The Missoula City Council in April directed Public Works to explore changes to the program after several council members sought to pass the program's entire cost on to all taxpayers to relieve an individual property owner's expense.

But hoping to avoid a sharp tax increase to pay for such a program, Public Works is now recommending other ways to continue the subsidy program while also reducing the cost to properties that need the work.

“These recommendations don't eliminate the assessment program, but they allow all or a portion of the assessment to be deferred until the sale of the home, and they allow new construction and smaller infill projects to participate in our subsidy programs,” said Jeremy Keene, director of Public Works.

Among other things, Keene said the recommendations would increase the threshold for payment deferrals on income-qualified properties from 80% to 120% of the area median income. They would also lower the threshold for high-assessment deferrals from $6,000 to $3,500.

The changes would also allow the subsidies to apply to single-family dwellings, duplexes and accessory dwelling units that have postponed their right-of-way improvements. As recommended, the program would cost $60,000, Keene said.

“It does a lot to eliminate some of the concerns we've heard, particularly around the higher assessment properties,” Keene said. “Right now the cap is $9,000. This allows anyone who gets that $9,000 assessment to defer all the portion of that between $3,500 and $9,000.”

The city's sidewalk program has undergone a number of changes over the last decade. Roughly 10 years ago, the property owner was responsible for 100% of the cost of a sidewalk abutting their property.

But when some property owners were left with bills as high as $34,000, the city created a new subsidy program. It capped a property owner's cost at $9,000 and provided them several payment options including eight- 12- or 20-year increments. It also offered a complete payment deferral that's repaid when the property sells or changes ownership.

“I think this addresses most of the concerns we hear when we do sidewalk projects,” said Keene. “We're recommending fairly minor tweaks to our sidewalk program. If the council wants go a different direction and fund the entire program and not use assessments, that's different than our recommendations.”

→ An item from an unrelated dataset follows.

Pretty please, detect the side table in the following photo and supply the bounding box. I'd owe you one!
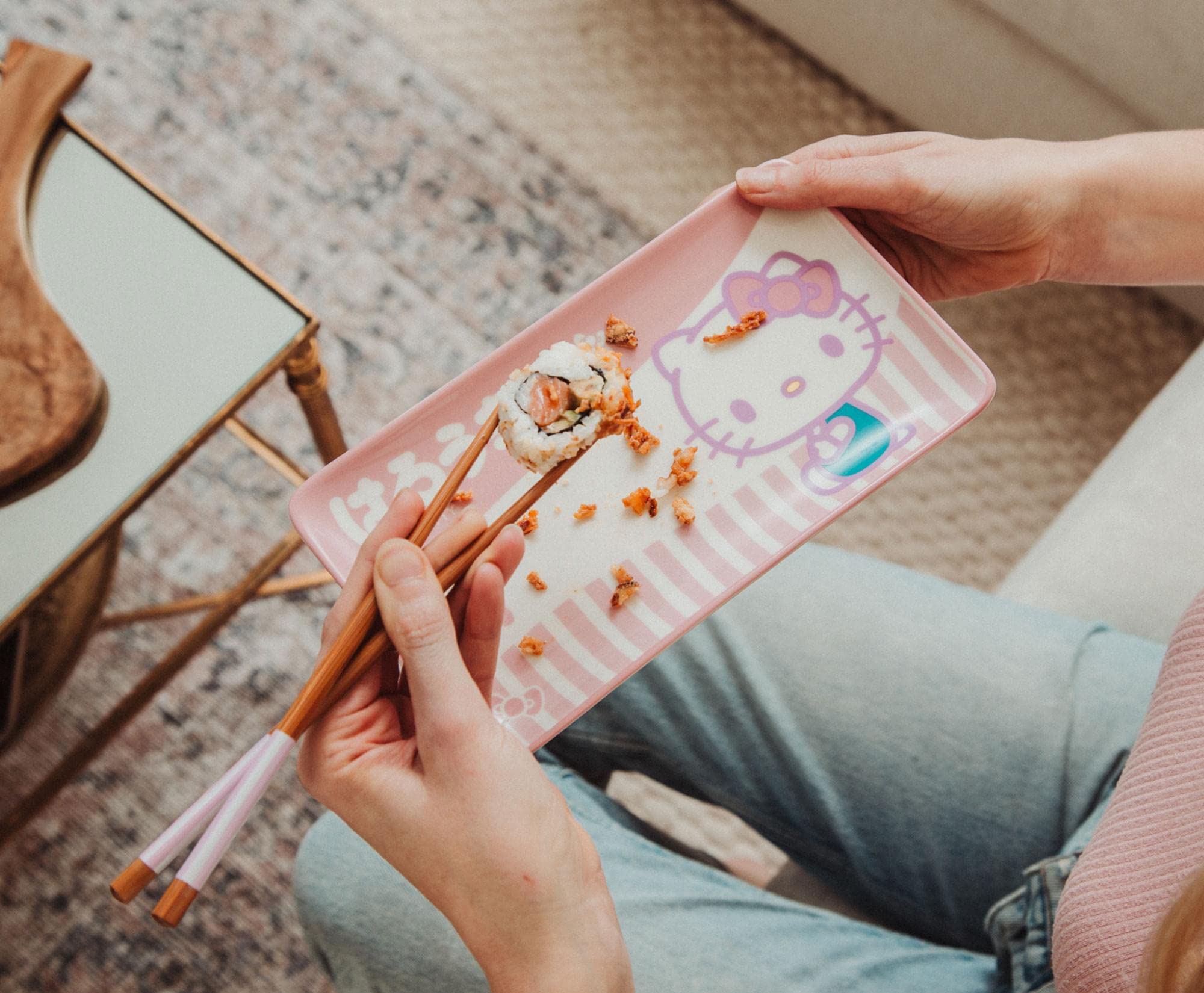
[0,78,346,846]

On a 10-1 vote in April, City Council directed staff to to explore a policy that considered the impacts of fully funding all sidewalk replacements, or other funding options that addressed the high cost of current assessments.

While the recommendations haven't been adopted by City Council, members expressed some support for the proposed changes.

“I think what we're seeing from the sidewalk program is staff's recommendation on how we continue to move forward with our sidewalk program without compromising the number of miles we do of sidewalks,” said council member Mirtha Becerra. “It sticks with the program we have so we can continue to have sidewalks in our community and not have to increase property taxes significantly. If we want to deviate from that, we'll need to work on a different path.”